Breakthrough
I have measured speedup on my sample interpreter already, but not in the NumPy library. I have tested and hardened the edge cases and it is now possible to measure speedup using the NumPy library.
Micro benchmark
a = np.arange(1000.0)
b = np.arange(1000.0)
for i in range(10000):
a = a + b
Invoking this program one can measure as speedup of ~1.33 faster program execution.
Well, that is not quite the theoretical maximum of 2.00 (SSE4)
I have then spent time to analyze the behavior using several profiling utilities. The included Python profiler did not do the job, because it is unaware of the underlying JIT. Thus I used the brand new vmprof and gprof.
Sidenote: I used gprof only to verify, but if a statistical profiler is enough for your python program, go for vmprof! The overhead is minimal and it is possible to get live profiling feedback of your application! In combination with the jitviewer you can find out where your time is spent.
It helped me a lot and the above loop spends about half of the time copying memory. So if the loop body is exchanged with ufunc.add(a, b, out=a) speedup increases up to 1.70-1.80.

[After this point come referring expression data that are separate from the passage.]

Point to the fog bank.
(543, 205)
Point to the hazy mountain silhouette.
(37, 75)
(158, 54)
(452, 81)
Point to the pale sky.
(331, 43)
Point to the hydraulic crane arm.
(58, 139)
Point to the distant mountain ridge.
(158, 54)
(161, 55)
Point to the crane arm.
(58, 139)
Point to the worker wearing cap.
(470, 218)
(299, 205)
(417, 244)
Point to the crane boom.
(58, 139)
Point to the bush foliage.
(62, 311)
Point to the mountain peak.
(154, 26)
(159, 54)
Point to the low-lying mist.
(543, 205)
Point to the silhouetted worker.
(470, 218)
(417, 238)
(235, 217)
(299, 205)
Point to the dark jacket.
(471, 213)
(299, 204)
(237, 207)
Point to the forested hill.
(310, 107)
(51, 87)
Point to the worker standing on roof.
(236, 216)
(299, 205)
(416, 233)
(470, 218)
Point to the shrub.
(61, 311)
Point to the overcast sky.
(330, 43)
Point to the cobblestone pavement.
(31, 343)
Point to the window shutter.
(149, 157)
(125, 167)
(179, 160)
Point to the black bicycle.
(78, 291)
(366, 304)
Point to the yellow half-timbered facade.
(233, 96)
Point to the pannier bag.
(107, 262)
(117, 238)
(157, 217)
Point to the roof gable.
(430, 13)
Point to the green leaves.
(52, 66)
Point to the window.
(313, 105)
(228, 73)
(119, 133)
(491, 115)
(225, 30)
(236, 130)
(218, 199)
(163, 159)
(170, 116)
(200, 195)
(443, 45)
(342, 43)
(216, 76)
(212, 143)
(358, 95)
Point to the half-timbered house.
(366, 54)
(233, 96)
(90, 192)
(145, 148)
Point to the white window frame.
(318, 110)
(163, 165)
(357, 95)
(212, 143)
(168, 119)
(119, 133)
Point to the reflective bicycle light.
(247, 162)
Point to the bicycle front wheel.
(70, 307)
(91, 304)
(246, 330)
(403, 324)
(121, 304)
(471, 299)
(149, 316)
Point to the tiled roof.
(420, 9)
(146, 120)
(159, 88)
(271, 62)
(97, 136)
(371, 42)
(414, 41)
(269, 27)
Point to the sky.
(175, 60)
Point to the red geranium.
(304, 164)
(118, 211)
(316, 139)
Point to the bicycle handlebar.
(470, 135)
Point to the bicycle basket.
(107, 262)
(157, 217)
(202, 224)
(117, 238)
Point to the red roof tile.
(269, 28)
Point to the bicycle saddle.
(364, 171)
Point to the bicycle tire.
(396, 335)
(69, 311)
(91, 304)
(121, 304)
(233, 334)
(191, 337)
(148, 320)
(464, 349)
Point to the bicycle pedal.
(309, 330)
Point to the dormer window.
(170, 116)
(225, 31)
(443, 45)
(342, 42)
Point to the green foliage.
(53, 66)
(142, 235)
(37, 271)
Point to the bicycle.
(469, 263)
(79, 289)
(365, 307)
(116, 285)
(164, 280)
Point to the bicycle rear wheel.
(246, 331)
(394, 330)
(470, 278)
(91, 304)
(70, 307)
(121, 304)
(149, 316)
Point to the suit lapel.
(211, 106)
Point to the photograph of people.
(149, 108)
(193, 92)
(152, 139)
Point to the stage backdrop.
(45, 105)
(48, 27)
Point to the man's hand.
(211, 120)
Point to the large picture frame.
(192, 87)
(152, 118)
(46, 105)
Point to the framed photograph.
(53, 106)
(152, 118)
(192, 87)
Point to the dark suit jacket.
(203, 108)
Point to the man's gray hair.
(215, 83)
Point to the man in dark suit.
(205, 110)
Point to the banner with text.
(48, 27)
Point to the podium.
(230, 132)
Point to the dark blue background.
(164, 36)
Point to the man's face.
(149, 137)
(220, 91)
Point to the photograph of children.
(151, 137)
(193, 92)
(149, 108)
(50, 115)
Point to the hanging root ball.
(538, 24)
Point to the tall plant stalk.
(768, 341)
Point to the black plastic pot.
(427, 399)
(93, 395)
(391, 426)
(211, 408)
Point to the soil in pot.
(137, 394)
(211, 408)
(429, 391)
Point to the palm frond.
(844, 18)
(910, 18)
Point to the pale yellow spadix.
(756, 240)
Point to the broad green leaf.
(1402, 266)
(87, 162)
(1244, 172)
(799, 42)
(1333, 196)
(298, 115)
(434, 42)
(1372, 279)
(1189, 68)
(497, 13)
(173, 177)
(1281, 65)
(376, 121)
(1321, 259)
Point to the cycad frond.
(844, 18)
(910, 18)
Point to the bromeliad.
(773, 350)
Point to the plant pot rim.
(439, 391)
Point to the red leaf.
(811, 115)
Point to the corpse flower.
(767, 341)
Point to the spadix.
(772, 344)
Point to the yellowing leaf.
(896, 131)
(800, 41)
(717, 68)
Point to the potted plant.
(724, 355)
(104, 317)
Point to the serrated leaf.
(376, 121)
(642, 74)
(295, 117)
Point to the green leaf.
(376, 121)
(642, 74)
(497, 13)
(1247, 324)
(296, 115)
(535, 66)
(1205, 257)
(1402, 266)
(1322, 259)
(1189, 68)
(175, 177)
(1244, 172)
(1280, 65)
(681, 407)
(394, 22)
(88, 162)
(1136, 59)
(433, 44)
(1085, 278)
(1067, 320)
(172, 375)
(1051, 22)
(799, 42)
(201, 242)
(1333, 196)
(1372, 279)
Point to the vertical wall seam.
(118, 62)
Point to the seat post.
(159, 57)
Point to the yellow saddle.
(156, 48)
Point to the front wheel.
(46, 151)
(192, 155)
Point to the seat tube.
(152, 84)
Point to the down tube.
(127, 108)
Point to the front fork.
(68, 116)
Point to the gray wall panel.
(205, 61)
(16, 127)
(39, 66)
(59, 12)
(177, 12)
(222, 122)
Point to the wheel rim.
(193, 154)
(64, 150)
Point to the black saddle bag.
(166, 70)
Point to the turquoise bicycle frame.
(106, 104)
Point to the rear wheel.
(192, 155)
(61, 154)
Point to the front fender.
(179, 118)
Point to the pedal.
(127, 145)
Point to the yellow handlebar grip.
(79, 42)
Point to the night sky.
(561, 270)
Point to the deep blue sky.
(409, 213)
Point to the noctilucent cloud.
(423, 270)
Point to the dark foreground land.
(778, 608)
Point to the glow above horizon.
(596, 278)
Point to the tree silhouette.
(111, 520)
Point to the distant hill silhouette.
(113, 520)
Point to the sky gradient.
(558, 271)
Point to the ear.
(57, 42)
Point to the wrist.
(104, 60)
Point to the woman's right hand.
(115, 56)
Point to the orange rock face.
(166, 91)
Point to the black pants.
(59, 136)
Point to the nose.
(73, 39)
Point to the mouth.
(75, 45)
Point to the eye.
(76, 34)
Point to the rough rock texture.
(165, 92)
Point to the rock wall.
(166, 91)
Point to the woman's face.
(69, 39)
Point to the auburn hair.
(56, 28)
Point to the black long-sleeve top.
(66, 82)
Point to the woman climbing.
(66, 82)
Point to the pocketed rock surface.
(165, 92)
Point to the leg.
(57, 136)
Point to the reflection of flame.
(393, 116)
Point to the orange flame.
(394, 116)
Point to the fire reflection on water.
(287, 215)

That is better, but where is the rest of the time spent? Sadly the profiling says in the loop around the NumPy call. One of my mentors has suggested that there might be possibilities to improve the register allocation. And I'm currently evaluating a way to exchange and add some heuristics to improve the allocator.
The loop itself is a magnitude faster than the scalar loop. So I'm quite happy that my idea really worked out.
Accumulation
That is another big thing that I have been working on. I did not suggest this improvement in my GSoC proposal. Still I want to include it.
Frequently used functions in scientific computing are sum, prod, any, all, max, min, ...
Some of them consider the whole array, some of them bail out if an element has been found. There is potential to use SIMD instructions for these operations.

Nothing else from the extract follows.